TwelveLabs Raises $100M Series B to Expand Enterprise Video AI
TwelveLabs, a San Francisco-based enterprise video AI company led by co-founder and CEO Jae Lee, raised a USD $100M Series B to expand its video-native multimodal foundation models. The round was co-led by NEA and NAVER Ventures, with participation from Amazon, Radical Ventures, Korea Investment Partners, Index Ventures, Quadrille Capital, and Red Bull Ventures.
The investment arrives as enterprises confront an uncomfortable reality: video has become one of the largest and least searchable sources of organizational data. Cameras record everything, but finding the moment that matters is still painfully hard, which is exactly the gap TwelveLabs is trying to turn into infrastructure.
For TwelveLabs, this is more than another venture round. It is a signal that video-native artificial intelligence is moving from experimental capability toward enterprise systems that can search, organize, and reason across the footage companies already own.
What Happened
Founded in 2021, TwelveLabs develops multimodal AI models built specifically for video understanding. Rather than adapting text-first large language models to visual content, the company's architecture starts with video as the primary intelligence layer.
The USD $100M Series B was announced on July 1, 2026. No valuation was disclosed. The announced investor group includes co-leads NEA and NAVER Ventures, along with Amazon, Radical Ventures, Korea Investment Partners, Index Ventures, Quadrille Capital, and Red Bull Ventures.
The company said the new capital will accelerate research and development across perception, knowledge, reasoning, and orchestration systems. It also plans to keep investing in San Francisco and Seoul while supporting expansion through New York and London.
Why TwelveLabs Is Different
The AI market is crowded with companies adding video features to existing language-model workflows. TwelveLabs has taken the harder route by building models around the complexity of video itself, where meaning depends on speech, sound, motion, visual context, and time.
Its flagship models include Marengo 3.0 and Pegasus 1.5. Marengo 3.0 focuses on video embedding and retrieval, while Pegasus 1.5 converts video into structured information that software can use for reasoning, summarization, and analysis.
That matters because searching a video archive is not the same as creating persistent video memory. Rather than processing each request as an isolated lookup, persistent memory means an AI system can retain structured understanding across entire video libraries and help organizations turn footage into institutional knowledge.
Rodeo, TwelveLabs' first application-layer product, points to that next layer. The company is not only building foundation models; it is also trying to reduce the work enterprises face when deploying video intelligence inside real operating environments.
Why Investors Are Paying Attention
Venture capital has become more selective as enterprise AI moves beyond demos toward measurable business value. TwelveLabs' investor syndicate combines established venture firms with strategic participants that understand infrastructure, distribution, and enterprise adoption.

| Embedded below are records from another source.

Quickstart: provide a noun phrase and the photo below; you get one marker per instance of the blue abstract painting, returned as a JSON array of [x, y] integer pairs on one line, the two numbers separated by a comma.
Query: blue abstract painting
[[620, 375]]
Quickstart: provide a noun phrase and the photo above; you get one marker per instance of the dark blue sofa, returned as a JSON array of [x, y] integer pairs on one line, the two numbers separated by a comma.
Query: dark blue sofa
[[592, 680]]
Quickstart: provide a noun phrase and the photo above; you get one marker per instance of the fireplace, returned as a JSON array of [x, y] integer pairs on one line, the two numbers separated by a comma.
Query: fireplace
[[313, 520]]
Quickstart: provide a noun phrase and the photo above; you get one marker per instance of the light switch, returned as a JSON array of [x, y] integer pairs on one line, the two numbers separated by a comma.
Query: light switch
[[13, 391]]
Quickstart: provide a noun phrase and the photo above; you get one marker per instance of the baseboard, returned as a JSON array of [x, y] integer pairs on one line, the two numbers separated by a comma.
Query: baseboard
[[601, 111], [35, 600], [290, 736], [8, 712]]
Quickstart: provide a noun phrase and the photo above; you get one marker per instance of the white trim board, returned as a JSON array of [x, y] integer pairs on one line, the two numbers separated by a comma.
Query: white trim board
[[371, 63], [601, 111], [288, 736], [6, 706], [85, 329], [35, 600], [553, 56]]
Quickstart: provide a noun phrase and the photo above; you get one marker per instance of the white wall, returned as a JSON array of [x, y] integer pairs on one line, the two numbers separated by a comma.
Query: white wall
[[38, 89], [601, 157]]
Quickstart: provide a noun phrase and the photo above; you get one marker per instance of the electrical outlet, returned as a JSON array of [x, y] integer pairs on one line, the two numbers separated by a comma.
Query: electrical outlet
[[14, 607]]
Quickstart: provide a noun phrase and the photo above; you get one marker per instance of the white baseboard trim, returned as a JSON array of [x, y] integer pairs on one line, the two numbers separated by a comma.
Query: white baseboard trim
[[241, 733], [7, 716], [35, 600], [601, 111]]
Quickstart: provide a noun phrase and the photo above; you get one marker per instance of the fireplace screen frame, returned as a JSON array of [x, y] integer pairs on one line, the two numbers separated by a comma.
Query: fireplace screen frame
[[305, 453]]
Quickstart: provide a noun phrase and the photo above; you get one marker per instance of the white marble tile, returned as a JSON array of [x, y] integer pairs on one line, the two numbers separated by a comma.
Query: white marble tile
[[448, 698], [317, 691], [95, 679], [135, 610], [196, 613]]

Amazon's participation is especially important because TwelveLabs already has a deeper technical relationship with AWS. The company's models are available through Amazon Bedrock, which lets enterprises access foundation models through AWS-managed infrastructure, and TwelveLabs is working with AWS to optimize inference workloads on AWS Trainium.
Infrastructure partnerships like that usually matter more than the announcement headline. They suggest the company is being evaluated not only as a model developer, but as a potential video intelligence layer for enterprise AI systems that need scale, reliability, and deployment paths buyers already trust.
Market Context
Enterprise AI has spent the last several years focused heavily on text, but video is a more difficult and increasingly strategic category. Every second of video contains visual signals, audio, language, motion, timing, and relationships between events, which makes the data richer and harder to structure than a document.

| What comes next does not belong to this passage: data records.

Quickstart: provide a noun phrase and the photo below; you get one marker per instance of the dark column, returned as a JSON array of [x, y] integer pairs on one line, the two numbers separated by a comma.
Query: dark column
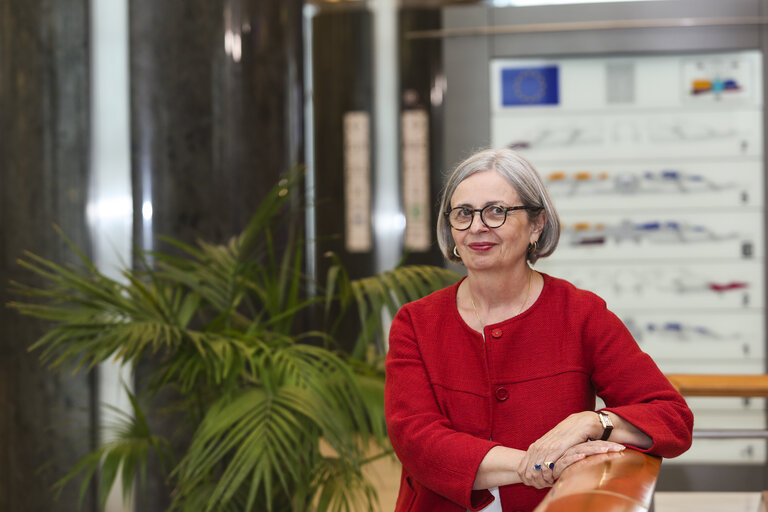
[[216, 114], [47, 418], [216, 109], [342, 61], [422, 85]]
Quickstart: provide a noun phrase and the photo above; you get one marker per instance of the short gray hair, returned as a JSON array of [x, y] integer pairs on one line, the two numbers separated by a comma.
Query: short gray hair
[[526, 181]]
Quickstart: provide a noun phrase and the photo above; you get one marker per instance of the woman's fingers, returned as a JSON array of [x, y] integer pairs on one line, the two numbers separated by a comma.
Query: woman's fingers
[[573, 430], [581, 451]]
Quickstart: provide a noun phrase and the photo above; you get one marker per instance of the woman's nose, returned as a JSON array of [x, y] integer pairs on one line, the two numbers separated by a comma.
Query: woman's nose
[[477, 223]]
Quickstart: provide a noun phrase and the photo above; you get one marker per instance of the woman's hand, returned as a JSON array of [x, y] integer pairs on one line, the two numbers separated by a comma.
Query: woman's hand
[[580, 451], [546, 476], [573, 430]]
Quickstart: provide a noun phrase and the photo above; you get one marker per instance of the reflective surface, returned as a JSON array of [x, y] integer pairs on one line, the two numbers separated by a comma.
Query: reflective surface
[[621, 481], [47, 420]]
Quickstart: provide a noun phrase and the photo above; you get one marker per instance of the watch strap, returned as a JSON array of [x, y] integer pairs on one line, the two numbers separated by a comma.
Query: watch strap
[[607, 424]]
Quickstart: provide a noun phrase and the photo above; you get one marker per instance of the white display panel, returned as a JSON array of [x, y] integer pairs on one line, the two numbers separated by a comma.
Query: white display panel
[[655, 164]]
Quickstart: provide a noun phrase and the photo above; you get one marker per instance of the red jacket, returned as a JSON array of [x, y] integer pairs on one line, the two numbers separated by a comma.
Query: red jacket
[[448, 393]]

At the same time, organizations keep generating video across security systems, manufacturing facilities, healthcare environments, transportation networks, media production, advertising workflows, sports operations, and connected devices. The gap between captured information and accessible knowledge keeps widening as more footage accumulates.
TwelveLabs is positioning itself inside that gap by treating video as a knowledge system waiting to be indexed, structured, and understood. That aligns with a broader enterprise AI shift from content generation toward operational intelligence, where buyers want systems that retrieve institutional knowledge and support decisions from existing data assets.
What This Signals
One of the easiest mistakes in technology is confusing noise with momentum. Funding announcements generate headlines, but durable infrastructure changes industries, and TwelveLabs appears to be building toward the second category.
The roadmap extends beyond foundation models into application-layer products like Rodeo while continuing investment across perception, knowledge, reasoning, and orchestration. Customers increasingly care less about the model in isolation and more about whether the technology integrates into workflows, scales reliably, and produces useful answers from proprietary data.
If enterprises keep prioritizing operational intelligence over isolated AI features, video-native reasoning platforms could become foundational components of modern information architecture. TwelveLabs' Series B suggests investors believe the category is large enough to deserve infrastructure-scale investment.
The Bigger Industry Shift
The most valuable AI companies may not be the ones generating the most content. They may be the ones helping organizations understand decades of content they already own, especially in formats that have historically been difficult to search or reason over.
Video is one of the world's richest information sources while remaining one of its least accessible. TwelveLabs' Series B does not prove the company will define the category, but it does show that enterprise AI is expanding beyond language into memory, context, and reasoning across every form of organizational knowledge.
Frequently Asked Questions
Why is video-native AI different from text-first AI for enterprises?
Video contains speech, sound, motion, visual context, and timing in the same asset, so it is harder to search and reason over than text. TwelveLabs is building models around video as the primary data type rather than treating video as an add-on to a language workflow.
Why does Amazon's participation matter in TwelveLabs' Series B?
Amazon is not only an investor in the round. TwelveLabs' models are available through Amazon Bedrock, and the company is working with AWS on Trainium-based inference optimization, which gives the startup a clearer enterprise distribution and infrastructure path.
What does this funding signal about enterprise AI infrastructure?
The round suggests investors see video intelligence as a serious infrastructure category, not a narrow media feature. As companies accumulate more video data, tools that can search, summarize, and reason across that data may become part of the enterprise AI stack.
What should operators watch next from TwelveLabs?
Operators should watch how TwelveLabs turns its foundation models into application-layer products such as Rodeo and how deeply its AWS relationship supports production deployments. The key question is whether the company can make large video archives usable inside everyday enterprise workflows.